Investing in Teacher Training for Children with Disabilities

Supporting Children With Disabilities

Anna Hata
UNICEF Cambodia/2019/Anna Hata

26 December 2019

Siem Reap, August 2019 – Girls and boys living with disability are struggling to realise their potential in Cambodia. They face difficulties accessing inclusive and equitable education services and their participation in community life is limited. If they don’t drop out, they face poor quality learning environments and teachers poorly equipped to support their special needs.

A UNICEF project in Siem Reap has helped five teachers in Prasat Bakorng Primary School attend teacher training on Inclusive Early Childhood Education (IECE). Of their 125 students, including 61 girls, there are some children with physical and intellectual disabilities. The training has allowed them to better support and interact with these students.

Sort Pheap, a preschool teacher of children with physical and learning difficulties, says the training has had a significant impact on her teaching style and approach. “Before the training, I did not know how to identify children with disabilities. I saw every student in the same way. Even when I saw children wearing glasses, I did not think about what kind of support they needed. I did not know the problems they faced in the classroom,” Pheap explained. The training helped her recognize the characteristics of disabilities as well as methodologies to assist children with different needs in the classroom. “I began to find ways to manage an inclusive classroom and to communicate with parents more frequently for additional support at home,” says Pheap.

UNICEF Cambodia/2019/Anna Hata
Pheap Sort, teaching Khmer language in the classroom, paying attention to the children who need special care and support, by putting them closed to the teacher in Prasat Bakorng primary school, Siem Reap Province, Cambodia.

A six-year-old girl, Sambat, struggled with her sight difficulties in class before Pheap’s training. “At first, Sambat did not pay attention to learning activities. She tried to be alone and did not play with others,” explains Pheap. “I regularly brought pictures to show her and talk with her, encouraging her to join in with activities. I made sure she was close to me so that I could observe her well. This way she can touch the pictures I use and respond easily.“

UNICEF Cambodia/2019/AnnaHata
Pheap’s students paying attention to the lesson at Prast Bakorng primary school, Siem Reap Province, Cambodia.
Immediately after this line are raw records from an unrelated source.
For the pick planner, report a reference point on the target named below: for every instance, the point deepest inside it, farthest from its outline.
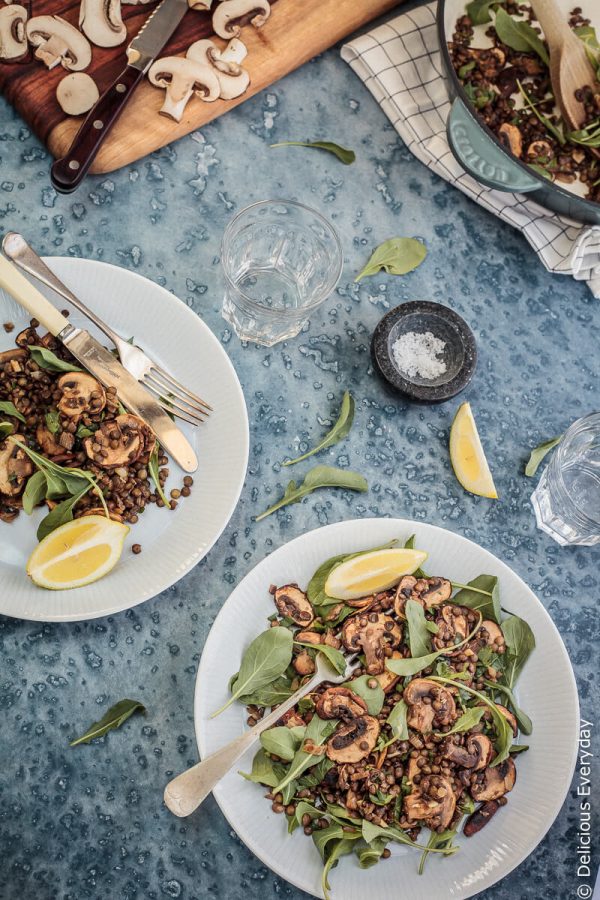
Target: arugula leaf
(316, 478)
(46, 359)
(519, 35)
(538, 453)
(11, 410)
(397, 256)
(339, 431)
(267, 657)
(344, 155)
(520, 642)
(113, 718)
(373, 697)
Mel Sokleng, her 37-year-old mother, recognizes the change, “she knows how to sing and count numbers. She takes advice from the teacher and follows instructions. She likes to come to school and wants to meet the teacher and her friends. She does not want to miss the class.” Sokleng appreciates Pheap’s support for her daughter’s progress, “thanks to the teacher, my child can think more critically. I feel that the teacher has helped her a lot.” She also expressed her gratitude at her teacher’s advice, “the teacher told me to help my daughter study at home. Now, my daughter can tell me what the teacher says to her at preschool. She also asks me many questions.” Sokleng talks proudly about her daughter’s dream, “she says that she wants to become a teacher, so that she can support me as my family is poor. The teacher is her role model.”

Having capable teachers to support children with disabilities is crucial to help them reach their full potential. Research has shown that educational achievements are significantly lower for children with disabilities compared to their peers. Children with disabilities are almost twice as likely to be out of school (thirty per cent compared to sixteen per cent of children without a disability).[1]  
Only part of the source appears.